On 7/11/2018 5:45 AM, crimaniak via Digitalmars-d wrote:
On Tuesday, 10 July 2018 at 22:59:08 UTC, Jonathan M Davis wrote:

Or aside from that strawman that RangeError shouldn't be an Error even...

I suspect that we're going to have to agree to disagree on that one. ...
...
continuing to execute the program is risky by definition. ...
This error handling policy makes D not applicable for creating WEB applications and generally long-running services. I think anyone who has worked in the enterprise sector will confirm that any complex WEB service contains some number of errors that were not detected during the tests. These errors are detected randomly during operation. And the greatest probability of their detection - during the peak traffic of the site. Do you kill the whole application even in the case of undisturbed memory, with one suspicion of a logical error? At the peak of attendance? To prevent a potential catastrophe, which could theoretically arise as a result of this error? Congratulations! The catastrophe is already here. And in the case of services, the strategy for responding to errors must be exactly the opposite. The error should be maximally localized, and the programmer should be able to respond to any type of errors. The very nature of the work of WEB applications contributes to this. As a rule, queries are handled by short-lived tasks that work with thread-local memory, and killing only the task that caused the error, with the transfer of the exception to the calling task, would radically improve the situation. And yes, RangeError shouldn't be an Error.

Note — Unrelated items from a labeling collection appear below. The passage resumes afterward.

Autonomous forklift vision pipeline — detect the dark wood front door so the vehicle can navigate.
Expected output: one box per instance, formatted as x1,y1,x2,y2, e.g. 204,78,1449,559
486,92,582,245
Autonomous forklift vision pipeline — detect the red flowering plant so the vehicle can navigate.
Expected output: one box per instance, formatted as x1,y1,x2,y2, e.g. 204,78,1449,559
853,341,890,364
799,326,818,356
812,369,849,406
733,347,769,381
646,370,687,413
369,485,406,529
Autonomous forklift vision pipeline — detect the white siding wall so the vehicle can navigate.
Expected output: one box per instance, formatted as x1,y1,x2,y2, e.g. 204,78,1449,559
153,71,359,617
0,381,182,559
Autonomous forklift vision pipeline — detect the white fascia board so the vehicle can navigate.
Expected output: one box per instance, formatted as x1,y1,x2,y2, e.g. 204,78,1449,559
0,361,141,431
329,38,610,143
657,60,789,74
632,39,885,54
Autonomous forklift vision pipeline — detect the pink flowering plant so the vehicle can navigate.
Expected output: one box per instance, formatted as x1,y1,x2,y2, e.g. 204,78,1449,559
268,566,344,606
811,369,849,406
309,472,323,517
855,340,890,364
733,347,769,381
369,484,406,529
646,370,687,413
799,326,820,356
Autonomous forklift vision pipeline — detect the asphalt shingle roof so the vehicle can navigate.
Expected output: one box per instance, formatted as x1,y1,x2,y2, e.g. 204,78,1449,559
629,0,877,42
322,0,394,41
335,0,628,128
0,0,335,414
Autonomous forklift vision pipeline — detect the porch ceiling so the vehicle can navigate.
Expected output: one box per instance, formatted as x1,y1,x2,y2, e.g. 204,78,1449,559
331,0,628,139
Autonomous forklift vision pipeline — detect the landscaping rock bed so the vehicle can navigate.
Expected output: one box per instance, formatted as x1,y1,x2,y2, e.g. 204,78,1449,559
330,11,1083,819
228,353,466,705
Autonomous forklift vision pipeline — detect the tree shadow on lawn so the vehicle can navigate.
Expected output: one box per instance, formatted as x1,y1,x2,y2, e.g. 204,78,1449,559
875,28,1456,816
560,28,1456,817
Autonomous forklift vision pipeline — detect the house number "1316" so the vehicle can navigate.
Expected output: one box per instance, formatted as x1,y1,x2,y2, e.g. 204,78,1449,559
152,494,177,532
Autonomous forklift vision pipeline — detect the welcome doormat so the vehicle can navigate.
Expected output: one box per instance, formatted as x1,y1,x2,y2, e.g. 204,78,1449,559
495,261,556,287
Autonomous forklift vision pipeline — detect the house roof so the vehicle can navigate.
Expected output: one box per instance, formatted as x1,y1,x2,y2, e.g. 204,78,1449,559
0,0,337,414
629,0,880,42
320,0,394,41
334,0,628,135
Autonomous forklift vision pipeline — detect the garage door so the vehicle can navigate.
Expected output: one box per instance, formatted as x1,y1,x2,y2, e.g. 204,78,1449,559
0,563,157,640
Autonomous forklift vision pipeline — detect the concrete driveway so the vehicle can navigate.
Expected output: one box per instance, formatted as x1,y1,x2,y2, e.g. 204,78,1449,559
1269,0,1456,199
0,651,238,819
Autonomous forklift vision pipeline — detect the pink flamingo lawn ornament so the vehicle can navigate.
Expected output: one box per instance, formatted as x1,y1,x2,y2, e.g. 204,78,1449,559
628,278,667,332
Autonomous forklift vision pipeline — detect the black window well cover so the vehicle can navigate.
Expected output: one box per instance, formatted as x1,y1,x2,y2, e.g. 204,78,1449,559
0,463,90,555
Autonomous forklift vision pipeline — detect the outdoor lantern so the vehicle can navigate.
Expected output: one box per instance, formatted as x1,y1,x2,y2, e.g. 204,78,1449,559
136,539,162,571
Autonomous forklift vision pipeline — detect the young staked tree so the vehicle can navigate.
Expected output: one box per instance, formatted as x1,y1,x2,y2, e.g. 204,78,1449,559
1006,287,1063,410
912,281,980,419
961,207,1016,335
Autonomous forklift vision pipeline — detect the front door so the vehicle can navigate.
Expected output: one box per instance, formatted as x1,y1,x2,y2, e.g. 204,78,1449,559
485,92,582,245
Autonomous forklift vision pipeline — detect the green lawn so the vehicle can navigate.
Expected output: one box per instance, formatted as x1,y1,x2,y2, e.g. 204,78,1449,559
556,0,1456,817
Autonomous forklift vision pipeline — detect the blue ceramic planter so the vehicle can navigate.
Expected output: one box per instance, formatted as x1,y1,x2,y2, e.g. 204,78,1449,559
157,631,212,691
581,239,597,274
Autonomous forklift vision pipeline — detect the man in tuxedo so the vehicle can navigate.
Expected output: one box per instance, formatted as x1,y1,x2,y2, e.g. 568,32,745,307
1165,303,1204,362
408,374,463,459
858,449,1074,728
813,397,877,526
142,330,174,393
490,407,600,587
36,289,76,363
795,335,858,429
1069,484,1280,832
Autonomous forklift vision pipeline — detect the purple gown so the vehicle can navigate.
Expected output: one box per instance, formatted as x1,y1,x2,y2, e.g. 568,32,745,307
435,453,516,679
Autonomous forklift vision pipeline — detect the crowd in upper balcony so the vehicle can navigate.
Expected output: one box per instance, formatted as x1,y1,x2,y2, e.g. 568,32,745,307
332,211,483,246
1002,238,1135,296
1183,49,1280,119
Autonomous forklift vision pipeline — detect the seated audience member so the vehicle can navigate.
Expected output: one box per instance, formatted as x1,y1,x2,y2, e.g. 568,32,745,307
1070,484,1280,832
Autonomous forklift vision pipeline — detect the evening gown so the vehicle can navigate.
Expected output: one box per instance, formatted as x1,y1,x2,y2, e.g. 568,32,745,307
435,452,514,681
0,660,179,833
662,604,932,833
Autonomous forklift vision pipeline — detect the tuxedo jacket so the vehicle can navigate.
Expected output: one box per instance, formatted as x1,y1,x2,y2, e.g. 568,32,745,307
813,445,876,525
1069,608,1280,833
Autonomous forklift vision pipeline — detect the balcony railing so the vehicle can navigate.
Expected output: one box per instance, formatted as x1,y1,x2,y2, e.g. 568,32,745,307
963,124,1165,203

From experience, on multiple teams with extremely large fleets of machines running some of the largest websites and services, one of the most powerful tools that helped us go from good up times (2-4 9's) to excellent up times (4-6 9's) was from using application exiting asserts in production.  Yes, you kill the app.  You exit as fast and often as the errors occur.  You know what happens?  You find the bugs faster, you fix them even faster, and the result is solid software.

One caveat that's affects this is delivered vs managed software. The rules and patterns are drastically different if you're burning software on cd and selling it through stores with no path to make updates, but that's less and less the case every day.

When you're afraid of your software and afraid to make changes to it, you make bad choices.  Embrace every strategy you can find to help you find problems as quickly as possible.